Desde o início da legislatura que se esperava um crescer de problemas para um governo minoritário onde o primeiro-ministro António Costa sobranceiramente entendia poder governar, sem assumir formalmente uma maioria parlamentar estável. Se na legislatura anterior tal ficou consagrado no instrumento que forjou a geringonça, na atual, o PS entendeu que os seus parceiros iriam, em nome da esquerda, sufragar a sua estratégia solitária.

Cedo os ex-parceiros perceberam o seu espaço e a mais-valia do custo do seu voto. Jerónimo e Catarina, cada um à sua maneira, entenderam vender caro, muito caro, o seu apoio. E a grande oportunidade apresentou-se com o Orçamento para 2021.

Sem a habilidade e a experiência de Mário Centeno, sem a consistência política dos últimos cinco anos, no meio de uma crise pandémica e  às portas da presidência portuguesa da União Europeia, só a realização das eleições presidenciais podem impedir uma crise imediata e mais profunda. António Costa parece não ter aprendido a lição do pântano de Guterres, onde prevaleceu a fina inteligência política de Durão Barroso, preferindo acreditar que o apelo à estabilidade constitui condição suficiente para se manter.

Mesmo aprovado o Orçamento, este deverá ser o último da atual legislatura. O PS parece preparar-se para a estratégia da vitimização no próximo semestre, para espalhar os fundos europeus que entretanto cheguem a Portugal (atrasados por causa do episódio a Leste), e para tentar provocar eleições antecipadas em outubro do próximo ano, logo após as autárquicas.

Este é um Orçamento fragmentado, sem uma visão clara e com prazos difusos, exceto em patrocinar o Serviço Nacional de Saúde para travar a Covid e criar acrescidas respostas sociais numa manta de retalhos, em que os instrumentos existentes irão permitir que alguém, alguma vez, consiga sempre um apoio, um subsídio, uma resposta, senão mesmo, ter acesso a várias em simultâneo.
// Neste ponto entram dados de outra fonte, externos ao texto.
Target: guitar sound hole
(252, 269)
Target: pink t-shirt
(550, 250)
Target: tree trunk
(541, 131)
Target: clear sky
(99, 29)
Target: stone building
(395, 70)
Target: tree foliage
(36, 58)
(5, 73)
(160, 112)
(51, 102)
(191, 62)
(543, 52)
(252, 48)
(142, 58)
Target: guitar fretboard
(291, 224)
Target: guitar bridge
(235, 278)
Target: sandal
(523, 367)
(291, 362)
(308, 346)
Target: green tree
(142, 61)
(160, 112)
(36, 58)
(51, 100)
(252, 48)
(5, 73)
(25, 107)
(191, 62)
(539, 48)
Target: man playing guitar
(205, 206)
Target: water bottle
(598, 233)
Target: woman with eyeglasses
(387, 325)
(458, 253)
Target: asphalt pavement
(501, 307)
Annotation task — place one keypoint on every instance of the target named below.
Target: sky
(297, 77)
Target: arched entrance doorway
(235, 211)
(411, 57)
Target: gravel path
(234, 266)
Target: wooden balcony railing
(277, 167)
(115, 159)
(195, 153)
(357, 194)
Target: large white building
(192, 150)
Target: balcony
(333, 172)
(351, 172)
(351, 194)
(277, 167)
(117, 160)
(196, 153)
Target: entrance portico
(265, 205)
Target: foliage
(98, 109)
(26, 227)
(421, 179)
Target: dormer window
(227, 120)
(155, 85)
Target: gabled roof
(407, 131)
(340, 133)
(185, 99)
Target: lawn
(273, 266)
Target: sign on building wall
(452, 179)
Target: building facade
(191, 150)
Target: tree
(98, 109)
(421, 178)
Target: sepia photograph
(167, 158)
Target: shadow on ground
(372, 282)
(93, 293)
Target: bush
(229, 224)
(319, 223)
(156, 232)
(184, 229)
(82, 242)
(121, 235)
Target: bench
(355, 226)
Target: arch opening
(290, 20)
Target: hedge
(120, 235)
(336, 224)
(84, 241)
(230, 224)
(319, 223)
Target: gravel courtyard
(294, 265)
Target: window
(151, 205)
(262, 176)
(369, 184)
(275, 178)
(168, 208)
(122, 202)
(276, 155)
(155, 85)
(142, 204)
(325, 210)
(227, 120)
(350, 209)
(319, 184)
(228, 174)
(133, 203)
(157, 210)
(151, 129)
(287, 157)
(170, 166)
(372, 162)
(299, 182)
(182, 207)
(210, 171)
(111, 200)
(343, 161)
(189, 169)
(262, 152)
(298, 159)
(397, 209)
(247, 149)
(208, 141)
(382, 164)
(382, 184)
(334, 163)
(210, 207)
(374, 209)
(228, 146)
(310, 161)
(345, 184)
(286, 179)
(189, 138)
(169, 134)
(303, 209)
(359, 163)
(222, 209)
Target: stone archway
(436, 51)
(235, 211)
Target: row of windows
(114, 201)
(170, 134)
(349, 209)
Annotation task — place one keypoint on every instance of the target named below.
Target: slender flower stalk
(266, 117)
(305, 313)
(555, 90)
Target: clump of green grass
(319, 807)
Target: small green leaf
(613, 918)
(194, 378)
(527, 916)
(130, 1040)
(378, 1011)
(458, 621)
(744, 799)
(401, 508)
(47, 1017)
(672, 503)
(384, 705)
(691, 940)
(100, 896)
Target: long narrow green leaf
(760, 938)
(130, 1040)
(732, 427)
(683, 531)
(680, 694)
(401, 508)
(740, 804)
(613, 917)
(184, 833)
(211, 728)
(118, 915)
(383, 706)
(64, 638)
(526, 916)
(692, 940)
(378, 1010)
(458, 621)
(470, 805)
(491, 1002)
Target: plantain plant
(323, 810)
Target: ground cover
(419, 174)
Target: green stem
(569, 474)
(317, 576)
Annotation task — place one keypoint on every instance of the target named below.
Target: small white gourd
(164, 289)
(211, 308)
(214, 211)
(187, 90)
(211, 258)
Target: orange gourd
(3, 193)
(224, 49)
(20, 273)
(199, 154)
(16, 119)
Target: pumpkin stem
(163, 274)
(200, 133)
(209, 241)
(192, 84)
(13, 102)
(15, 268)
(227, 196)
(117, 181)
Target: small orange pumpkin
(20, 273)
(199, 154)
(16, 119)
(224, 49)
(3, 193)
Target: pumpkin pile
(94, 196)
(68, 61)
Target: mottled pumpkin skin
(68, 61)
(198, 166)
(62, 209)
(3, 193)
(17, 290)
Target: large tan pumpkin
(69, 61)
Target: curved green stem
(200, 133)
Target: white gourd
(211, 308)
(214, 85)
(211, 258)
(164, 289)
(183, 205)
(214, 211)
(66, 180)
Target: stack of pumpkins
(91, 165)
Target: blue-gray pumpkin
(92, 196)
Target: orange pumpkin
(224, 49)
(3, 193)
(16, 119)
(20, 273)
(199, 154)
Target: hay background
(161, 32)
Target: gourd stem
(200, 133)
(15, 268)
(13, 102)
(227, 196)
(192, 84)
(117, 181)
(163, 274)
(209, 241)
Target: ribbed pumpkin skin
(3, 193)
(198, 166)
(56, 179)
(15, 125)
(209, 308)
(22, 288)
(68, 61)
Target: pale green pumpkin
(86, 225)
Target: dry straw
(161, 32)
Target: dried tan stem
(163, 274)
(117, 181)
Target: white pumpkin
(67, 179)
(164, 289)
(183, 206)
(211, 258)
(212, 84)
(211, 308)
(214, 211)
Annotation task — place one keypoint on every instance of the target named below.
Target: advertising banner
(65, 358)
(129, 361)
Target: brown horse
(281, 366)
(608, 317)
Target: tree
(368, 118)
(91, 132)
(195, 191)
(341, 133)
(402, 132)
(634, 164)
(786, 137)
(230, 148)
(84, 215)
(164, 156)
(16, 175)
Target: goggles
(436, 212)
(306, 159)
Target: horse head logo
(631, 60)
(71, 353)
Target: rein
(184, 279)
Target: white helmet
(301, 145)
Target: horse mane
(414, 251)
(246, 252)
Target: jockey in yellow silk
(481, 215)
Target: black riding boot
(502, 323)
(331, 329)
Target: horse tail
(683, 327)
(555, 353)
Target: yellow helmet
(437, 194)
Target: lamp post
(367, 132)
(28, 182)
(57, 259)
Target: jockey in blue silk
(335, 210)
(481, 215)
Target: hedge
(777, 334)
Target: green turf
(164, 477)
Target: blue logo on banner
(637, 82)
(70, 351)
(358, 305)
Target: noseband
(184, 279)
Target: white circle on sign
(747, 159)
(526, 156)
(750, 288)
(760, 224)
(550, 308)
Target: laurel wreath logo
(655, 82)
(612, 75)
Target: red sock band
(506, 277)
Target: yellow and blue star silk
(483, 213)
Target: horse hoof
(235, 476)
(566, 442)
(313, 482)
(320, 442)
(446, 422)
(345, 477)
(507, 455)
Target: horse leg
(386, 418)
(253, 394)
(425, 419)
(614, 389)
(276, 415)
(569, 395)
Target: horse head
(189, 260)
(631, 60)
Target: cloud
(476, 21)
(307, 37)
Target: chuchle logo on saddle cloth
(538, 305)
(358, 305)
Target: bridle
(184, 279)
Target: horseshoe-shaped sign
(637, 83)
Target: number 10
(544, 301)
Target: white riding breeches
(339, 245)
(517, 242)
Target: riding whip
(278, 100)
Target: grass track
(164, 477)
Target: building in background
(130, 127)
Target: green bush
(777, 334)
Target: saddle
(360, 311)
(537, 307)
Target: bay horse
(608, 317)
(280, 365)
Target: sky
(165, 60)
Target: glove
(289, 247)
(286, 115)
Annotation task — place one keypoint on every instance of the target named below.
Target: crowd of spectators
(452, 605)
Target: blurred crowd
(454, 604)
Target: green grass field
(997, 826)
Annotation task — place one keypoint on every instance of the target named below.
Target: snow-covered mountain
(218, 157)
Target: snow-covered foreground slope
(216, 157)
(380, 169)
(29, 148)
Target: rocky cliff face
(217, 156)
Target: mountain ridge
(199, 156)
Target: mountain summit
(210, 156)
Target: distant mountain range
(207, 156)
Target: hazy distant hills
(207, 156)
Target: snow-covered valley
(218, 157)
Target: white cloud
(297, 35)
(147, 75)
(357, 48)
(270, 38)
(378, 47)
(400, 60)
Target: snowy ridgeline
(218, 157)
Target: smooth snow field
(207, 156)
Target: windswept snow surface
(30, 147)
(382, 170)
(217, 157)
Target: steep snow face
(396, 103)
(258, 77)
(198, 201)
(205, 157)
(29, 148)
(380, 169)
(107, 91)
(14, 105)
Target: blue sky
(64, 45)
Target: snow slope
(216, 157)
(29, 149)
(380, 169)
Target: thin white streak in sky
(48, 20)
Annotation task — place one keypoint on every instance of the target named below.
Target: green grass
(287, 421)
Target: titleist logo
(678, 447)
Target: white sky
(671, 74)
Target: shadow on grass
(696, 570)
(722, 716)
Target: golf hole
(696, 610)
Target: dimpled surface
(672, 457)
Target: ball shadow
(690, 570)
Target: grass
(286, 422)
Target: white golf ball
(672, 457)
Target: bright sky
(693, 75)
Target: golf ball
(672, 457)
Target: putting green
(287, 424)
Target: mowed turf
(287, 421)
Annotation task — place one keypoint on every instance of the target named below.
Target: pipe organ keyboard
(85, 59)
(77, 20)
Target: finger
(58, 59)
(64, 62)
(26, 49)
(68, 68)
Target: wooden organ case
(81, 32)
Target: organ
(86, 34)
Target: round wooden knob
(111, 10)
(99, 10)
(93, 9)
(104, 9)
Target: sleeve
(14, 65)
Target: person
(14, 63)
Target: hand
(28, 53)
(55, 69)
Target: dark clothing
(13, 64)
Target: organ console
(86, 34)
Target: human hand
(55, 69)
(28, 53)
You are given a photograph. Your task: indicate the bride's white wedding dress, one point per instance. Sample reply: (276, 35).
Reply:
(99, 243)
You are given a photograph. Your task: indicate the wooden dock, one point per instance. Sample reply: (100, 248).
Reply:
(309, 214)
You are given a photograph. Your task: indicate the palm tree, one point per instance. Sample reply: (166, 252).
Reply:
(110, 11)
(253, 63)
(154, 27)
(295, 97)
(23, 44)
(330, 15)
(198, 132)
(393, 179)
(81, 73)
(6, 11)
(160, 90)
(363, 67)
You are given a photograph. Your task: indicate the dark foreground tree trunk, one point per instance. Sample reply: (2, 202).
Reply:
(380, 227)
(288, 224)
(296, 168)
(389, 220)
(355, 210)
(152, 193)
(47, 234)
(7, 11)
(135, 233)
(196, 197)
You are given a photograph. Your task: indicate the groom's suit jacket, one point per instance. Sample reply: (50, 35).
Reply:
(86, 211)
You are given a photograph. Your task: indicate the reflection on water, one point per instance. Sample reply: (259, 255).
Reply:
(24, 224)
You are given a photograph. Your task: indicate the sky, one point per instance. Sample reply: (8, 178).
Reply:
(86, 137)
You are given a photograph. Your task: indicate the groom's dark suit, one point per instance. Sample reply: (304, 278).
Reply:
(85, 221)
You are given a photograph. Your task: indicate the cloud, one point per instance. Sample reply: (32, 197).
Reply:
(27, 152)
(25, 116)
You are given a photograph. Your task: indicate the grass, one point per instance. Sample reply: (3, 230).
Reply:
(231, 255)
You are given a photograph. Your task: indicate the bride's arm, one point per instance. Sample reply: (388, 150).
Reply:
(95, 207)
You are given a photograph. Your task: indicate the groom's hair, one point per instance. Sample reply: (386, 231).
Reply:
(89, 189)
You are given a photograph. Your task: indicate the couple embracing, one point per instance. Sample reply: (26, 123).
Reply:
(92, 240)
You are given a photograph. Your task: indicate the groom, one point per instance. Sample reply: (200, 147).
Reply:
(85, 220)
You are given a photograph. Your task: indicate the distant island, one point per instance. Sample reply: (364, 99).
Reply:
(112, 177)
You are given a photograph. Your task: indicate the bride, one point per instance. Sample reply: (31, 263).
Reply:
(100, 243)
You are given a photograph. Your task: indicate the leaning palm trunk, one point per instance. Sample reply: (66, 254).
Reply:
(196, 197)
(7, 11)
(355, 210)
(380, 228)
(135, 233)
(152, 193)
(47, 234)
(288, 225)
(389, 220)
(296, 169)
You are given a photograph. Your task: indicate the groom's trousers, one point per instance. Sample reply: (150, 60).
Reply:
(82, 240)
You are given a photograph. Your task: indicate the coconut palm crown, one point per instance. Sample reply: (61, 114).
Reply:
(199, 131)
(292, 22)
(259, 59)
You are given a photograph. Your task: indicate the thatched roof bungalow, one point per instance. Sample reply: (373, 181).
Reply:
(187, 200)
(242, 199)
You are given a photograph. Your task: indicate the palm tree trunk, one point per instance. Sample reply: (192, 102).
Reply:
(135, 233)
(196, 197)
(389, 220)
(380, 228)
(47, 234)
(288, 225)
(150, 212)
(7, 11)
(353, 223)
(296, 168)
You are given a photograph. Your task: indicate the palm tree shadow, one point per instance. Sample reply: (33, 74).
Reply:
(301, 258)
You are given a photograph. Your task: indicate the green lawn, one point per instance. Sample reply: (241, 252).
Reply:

O tecido económico entretanto definha, nas migalhas dos apoios cuja burocracia impede a resposta eficaz, perante as insolvências anunciadas, apenas ultrapassada pelos sucessivos anúncios governamentais de medidas que, pelo seu número, devem sugar o que sobrar do Orçamento do Estado.

Estão pois  criadas as circunstâncias da justificação para o aumento do défice e da dívida, da falta de medidas estruturais e de futuro, onde os planos de recuperação económica têm apenas “visão estratégica” mas não têm sustentação política, nem recursos financeiros visíveis.

Um dos pressupostos que Comissão Europeia exige é a realização de reformas estruturais como contrapartida para os financiamentos necessários. Ora, para realizar reformas é necessária uma maioria parlamentar estável que o PS não tem, nem se mostra capaz de criar.

Por isso, este Orçamento pode constituir apenas a carta de alforria até às próximas eleições. E não será a oposição que vai derrubar o Governo. Será o líder do PS que irá provocar a queda para não ficar manietado nas malhas dos votos da esquerda que não lhe dá o que pretende, nem da direita que não lhe dará o que não merece.